I ate two Chips Ahoys for breakfast, two Chips Ahoys for lunch and three Chips Ahoys for dinner, along with all the TAB I could drink. I had to quit it however, when I fainted in English Lit.

This new cookie diet works on the same principle. Except the cookies cost a lot more than a a bag of Chips Ahoy. And they almost certainly don’t taste as good. And it’s not like Chips Ahoy are all that tasty either.

Meanwhile, Pam discovers a scam I can really get behind:

Christians who believe they’ll vanish from Earth in the rapture can now hire an atheist to care for their pets.

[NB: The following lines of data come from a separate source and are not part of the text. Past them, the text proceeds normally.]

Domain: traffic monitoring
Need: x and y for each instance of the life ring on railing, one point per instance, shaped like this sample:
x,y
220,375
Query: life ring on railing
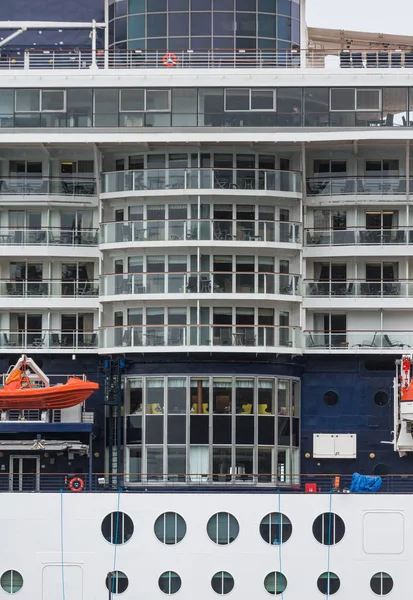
x,y
170,60
76,484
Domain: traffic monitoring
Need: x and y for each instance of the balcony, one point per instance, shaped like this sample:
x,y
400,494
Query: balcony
x,y
220,179
356,288
142,284
200,230
47,186
365,342
357,186
359,236
201,338
53,340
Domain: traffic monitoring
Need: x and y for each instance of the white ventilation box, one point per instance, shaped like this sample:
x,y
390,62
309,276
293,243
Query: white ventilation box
x,y
335,445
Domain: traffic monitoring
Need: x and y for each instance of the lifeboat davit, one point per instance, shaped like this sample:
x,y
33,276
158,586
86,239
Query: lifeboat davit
x,y
27,387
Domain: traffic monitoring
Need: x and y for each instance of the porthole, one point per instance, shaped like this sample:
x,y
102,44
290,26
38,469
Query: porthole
x,y
11,582
169,582
117,582
328,583
117,528
222,583
170,528
381,398
328,529
330,398
275,529
381,584
381,469
275,583
223,528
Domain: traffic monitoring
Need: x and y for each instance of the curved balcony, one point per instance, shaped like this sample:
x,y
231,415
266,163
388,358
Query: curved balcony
x,y
251,181
194,231
381,186
201,338
141,284
361,341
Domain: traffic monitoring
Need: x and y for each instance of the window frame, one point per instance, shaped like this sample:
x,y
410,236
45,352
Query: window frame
x,y
250,90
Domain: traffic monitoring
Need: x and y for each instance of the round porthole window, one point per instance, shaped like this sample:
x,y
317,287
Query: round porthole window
x,y
328,529
381,398
330,398
328,583
275,529
381,584
275,583
116,582
117,528
11,582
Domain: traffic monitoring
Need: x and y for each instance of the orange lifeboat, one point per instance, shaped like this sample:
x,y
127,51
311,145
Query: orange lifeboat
x,y
26,387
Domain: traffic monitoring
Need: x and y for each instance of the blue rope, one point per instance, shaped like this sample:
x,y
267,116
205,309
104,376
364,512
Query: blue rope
x,y
330,515
116,543
61,545
279,547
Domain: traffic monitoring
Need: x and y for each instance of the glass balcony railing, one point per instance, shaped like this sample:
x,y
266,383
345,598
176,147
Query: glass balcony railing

For $110, Eternal Earth-Bound Pets offers a 10-year contract guaranteeing that an atheist will adopt the pet that’s left behind by its raptured owner. Additional pets can be covered for $15.

Eternal Earth-Bound Pets has guaranteed atheist reps in 22 states (NC is a new addition, as is GA).

We are a group of dedicated animal lovers, and atheists. Each Eternal Earth-Bound Pet representative is a confirmed atheist, and as such will still be here on Earth after you’ve received your reward. Our network of animal activists are committed to step in when you step up to Jesus.

You’ve committed your life to Jesus. You know you’re saved. But when the Rapture comes what’s to become of your loving pets who are left behind? Eternal Earth-Bound Pets takes that burden off your mind.

…Unfortunately at this time we are not equipped to accommodate all species and must limit our services to dogs, cats, birds, rabbits, and small caged mammals. [Please note: we can now offer rescue services for horses, camels, llamas and donkeys in NH,VT, ID and MT ]

No refunds if Jesus calls you home before The Rapture.